On paper, the project sounded straightforward: ingest internal knowledge, embed it, store it, and let people query it semantically. In practice, it was much more interesting than that. I had to think about deployment, infrastructure, automation, ingestion quality, prompt design, retrieval quality, and what it actually means for an answer to be useful in a work setting.

Building the system from scratch

One of the most valuable parts of the experience was that I got to build the system across the full stack.

I deployed the application on custom VMs and set up CI/CD pipelines from scratch. That part alone taught me a lot about automation and how important it is for maintaining velocity once a project becomes real. It is one thing to get a prototype running. It is another thing to make sure it can be deployed, updated, and trusted by other people.

That reinforced something I already believed but understood much more clearly afterward: automation is not just a convenience. It is part of what makes a system maintainable.

The ingestion pipeline was a project on its own

The data side was also much more involved than I expected.

The pipeline pulled unstructured information from internal SharePoint wikis, GitHub repositories, and other knowledge sources. Before any of that data could become useful, it had to be cleaned, normalized, and moved into a form that the retrieval system could actually work with. From there, it was uploaded to AWS S3 for downstream processing, embedded, and stored in ChromaDB for semantic search.

That flow taught me that a lot of the real difficulty in AI systems happens before the model ever produces a response. If the input pipeline is messy, the answers will be messy too.

The hardest part was not retrieval

The biggest lesson from the whole project was that the hardest part of RAG is not retrieval or storage. It is output quality.

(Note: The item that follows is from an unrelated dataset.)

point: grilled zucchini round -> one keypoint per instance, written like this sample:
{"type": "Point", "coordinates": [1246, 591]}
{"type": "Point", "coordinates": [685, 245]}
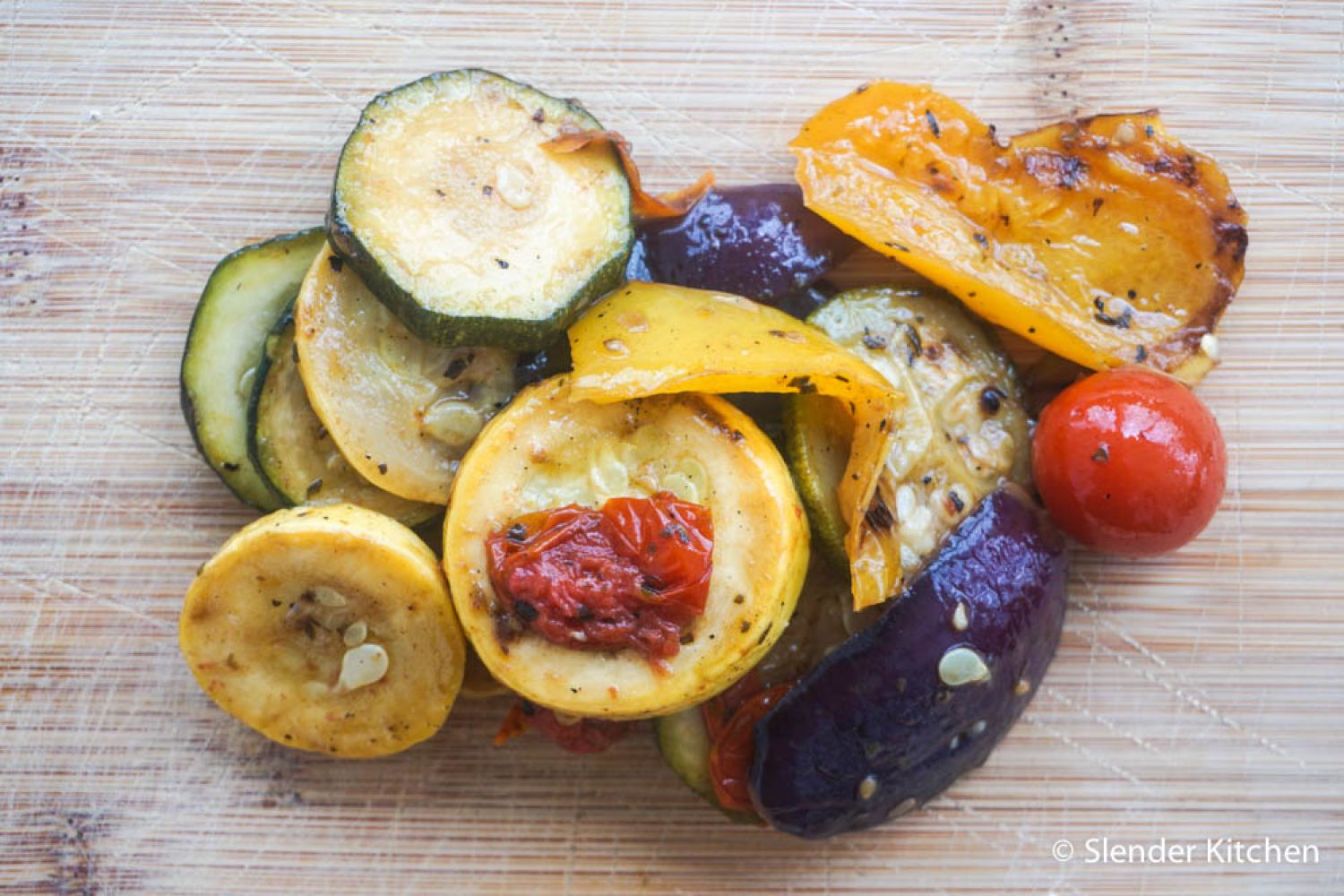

Early on, the system technically worked, but a lot of the responses were noisy, awkward, or borderline gibberish. It was a good reminder that getting relevant chunks back from a vector database does not automatically mean you have built a useful product. If the final answer is confusing, users will not care that your retrieval pipeline is elegant.

That pushed me into a lot of iteration around prompt design, context structuring, and retrieval quality. I spent a lot of time figuring out how to present the right context, how much context to include, and how to reduce the cases where the model would latch onto the wrong details or produce something vague.

That was probably the most important part of the work, because it forced me to stop thinking of the system as a sequence of components and start thinking about it as a user-facing product.

What I took away

Ross taught me that AI systems become much more interesting when you judge them by usefulness instead of novelty.

A RAG demo can look impressive very quickly. A RAG system that people actually trust is much harder to build. You need solid ingestion, decent retrieval, and careful output shaping, but you also need the discipline to keep refining the system until the answers are clear and helpful.

That experience made me much more interested in the gap between "it technically works" and "someone would actually rely on this." That gap is where a lot of the real engineering work lives.